Il a en conservé l’aspérité vocale, le sentiment monodique dans la diaphonie, les ornements, l’entendement modal …

Quelques citations au préalable

« Il est impossible d’aborder sérieusement une émission sonore de tradition orale sans s’être auparavant dépouillé de notre éducation et de notre appareil musical moderne, c’est-à-dire de notre étroite formation d’oreille et de perception. Dépouillement nécéssaire pour purifier et affiner justement l’écoute, afin éventuellement « d’entendre » et de pouvoir aborder intérieurement le sens de cette émission dans une écoute autre, une écoute plus fine … » Iégor Reznikoff – Le chant occidental antique à la leçon des traditions orales.

« Il est à peu près impossible d’harmoniser selon les principes de l’harmonie classique, fondée sur la consonance à 3 notes, des mélodies construites hors de ces principes, à moins d’en dénaturer la signification, ce que beaucoup font allègrement (accompagnement de chant grégorien, harmonisation de mélodies anciennes ou non occidentales, hybridation des répertoires asiatiques, etc) » Jacques Chailley dans « Éléments de philologie musicale » 1985 (Ed. Alphonse Leduc)

« L’étude de toute cette musique paysanne fut pour moi d’une importance capitale, car elle m’amena à comprendre comment je pouvais me libérer totalement de la tyrannie du système majeur-mineur qui avait eu cours jusque – là ». Béla Bartok (1881-1945).

« La majeure partie des contresens provient (…) d’une tendance naturelle (…) à appliquer rétrospectivement à des conceptions anciennes des notions qui leurs sont postérieures ». Jacques Chailley – L’imbroglio des modes. »

« Le premier travail de désintoxication nécéssaire à l’étudiant qui aborde l’histoire de la musique⌋…⌊ est de faire table rase des données solfégiques et harmoniques héritées d’un passé trop récent pour être valables aux époques anciennes. » Jacques Chailley – Cours d’histoire de la musique-Tome 1

Des directions générales

Penser non à la verticalité des sons, mais à l’horizontalité du discours mélodique.
Créer des lignes d’harmonisation qui pourraient sembler des mélodies autonomes si la mélodie était tue. Rester attentif à ce que la mélodie reste toujours très audible et garde sa priorité dans la couleur polyphonique créée. Les choses les plus simples sont souvent les plus belles.

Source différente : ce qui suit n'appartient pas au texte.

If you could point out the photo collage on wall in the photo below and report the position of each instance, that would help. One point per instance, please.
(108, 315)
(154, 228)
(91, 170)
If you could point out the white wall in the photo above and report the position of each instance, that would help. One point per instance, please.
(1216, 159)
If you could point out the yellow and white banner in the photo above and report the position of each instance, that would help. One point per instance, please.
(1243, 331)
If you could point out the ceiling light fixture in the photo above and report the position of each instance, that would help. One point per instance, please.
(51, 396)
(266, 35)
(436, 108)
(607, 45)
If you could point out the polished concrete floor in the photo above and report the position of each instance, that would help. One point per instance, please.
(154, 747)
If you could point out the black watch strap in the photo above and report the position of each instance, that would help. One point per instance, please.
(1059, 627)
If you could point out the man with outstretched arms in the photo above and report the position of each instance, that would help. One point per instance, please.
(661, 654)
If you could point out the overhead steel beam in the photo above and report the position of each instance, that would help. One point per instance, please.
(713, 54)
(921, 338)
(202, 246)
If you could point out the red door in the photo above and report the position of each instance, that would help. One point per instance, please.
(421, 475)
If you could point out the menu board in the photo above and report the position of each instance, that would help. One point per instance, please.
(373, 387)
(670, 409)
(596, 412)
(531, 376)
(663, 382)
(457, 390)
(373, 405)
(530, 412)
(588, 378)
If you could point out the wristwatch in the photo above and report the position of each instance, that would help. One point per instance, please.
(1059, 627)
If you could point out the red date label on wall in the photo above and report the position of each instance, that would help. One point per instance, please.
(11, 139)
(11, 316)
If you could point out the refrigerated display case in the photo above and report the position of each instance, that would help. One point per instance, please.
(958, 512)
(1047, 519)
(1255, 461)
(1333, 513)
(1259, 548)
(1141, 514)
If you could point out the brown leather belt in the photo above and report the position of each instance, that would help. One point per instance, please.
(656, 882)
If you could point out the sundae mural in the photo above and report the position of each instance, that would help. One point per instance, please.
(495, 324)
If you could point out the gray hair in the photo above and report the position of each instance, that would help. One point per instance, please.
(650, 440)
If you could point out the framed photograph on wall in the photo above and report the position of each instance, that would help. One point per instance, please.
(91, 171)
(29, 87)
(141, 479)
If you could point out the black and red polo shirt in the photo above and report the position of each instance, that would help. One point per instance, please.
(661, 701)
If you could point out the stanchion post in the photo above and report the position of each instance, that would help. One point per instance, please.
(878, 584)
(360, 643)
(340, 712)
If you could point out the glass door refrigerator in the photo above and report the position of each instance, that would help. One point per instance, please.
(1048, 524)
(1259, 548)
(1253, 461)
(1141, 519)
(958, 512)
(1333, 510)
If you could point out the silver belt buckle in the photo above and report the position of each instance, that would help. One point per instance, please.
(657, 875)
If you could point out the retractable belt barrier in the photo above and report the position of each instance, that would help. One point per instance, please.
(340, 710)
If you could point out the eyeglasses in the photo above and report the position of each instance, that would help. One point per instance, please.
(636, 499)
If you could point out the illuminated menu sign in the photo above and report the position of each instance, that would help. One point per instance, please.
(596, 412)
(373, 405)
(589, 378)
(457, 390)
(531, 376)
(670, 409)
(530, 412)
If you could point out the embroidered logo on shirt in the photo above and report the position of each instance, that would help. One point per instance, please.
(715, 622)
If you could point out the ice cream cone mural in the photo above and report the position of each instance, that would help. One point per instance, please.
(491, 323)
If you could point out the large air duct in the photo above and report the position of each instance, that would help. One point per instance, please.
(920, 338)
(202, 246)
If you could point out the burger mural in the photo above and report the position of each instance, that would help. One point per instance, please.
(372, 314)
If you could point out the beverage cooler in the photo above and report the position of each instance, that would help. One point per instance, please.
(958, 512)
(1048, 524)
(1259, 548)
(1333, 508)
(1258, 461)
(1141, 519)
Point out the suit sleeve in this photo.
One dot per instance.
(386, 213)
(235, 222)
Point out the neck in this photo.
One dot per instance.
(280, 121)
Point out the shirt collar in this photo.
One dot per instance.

Trouver la place du bourdon : Où le placer ? La mélodie se conclue t’elle sur le bourdon ? Reste t’elle suspendue ? Se développe t’elle au delà de la corde récitative ? (se situe t’elle sur la quinte, la quarte, la tierce …).
Chanter la chanson sur le bourdon, repérer les consonances et les dissonances.
Le son unique du bourdon contient tous les autres, par sa présence continue il renforce la différenciation des degrés.  Sa présence souligne les phrasés mélodiques, et éclaire la compréhension des textes car le retour au bourdon d’une mélodie chantée signifie souvent qu’une image se clôt.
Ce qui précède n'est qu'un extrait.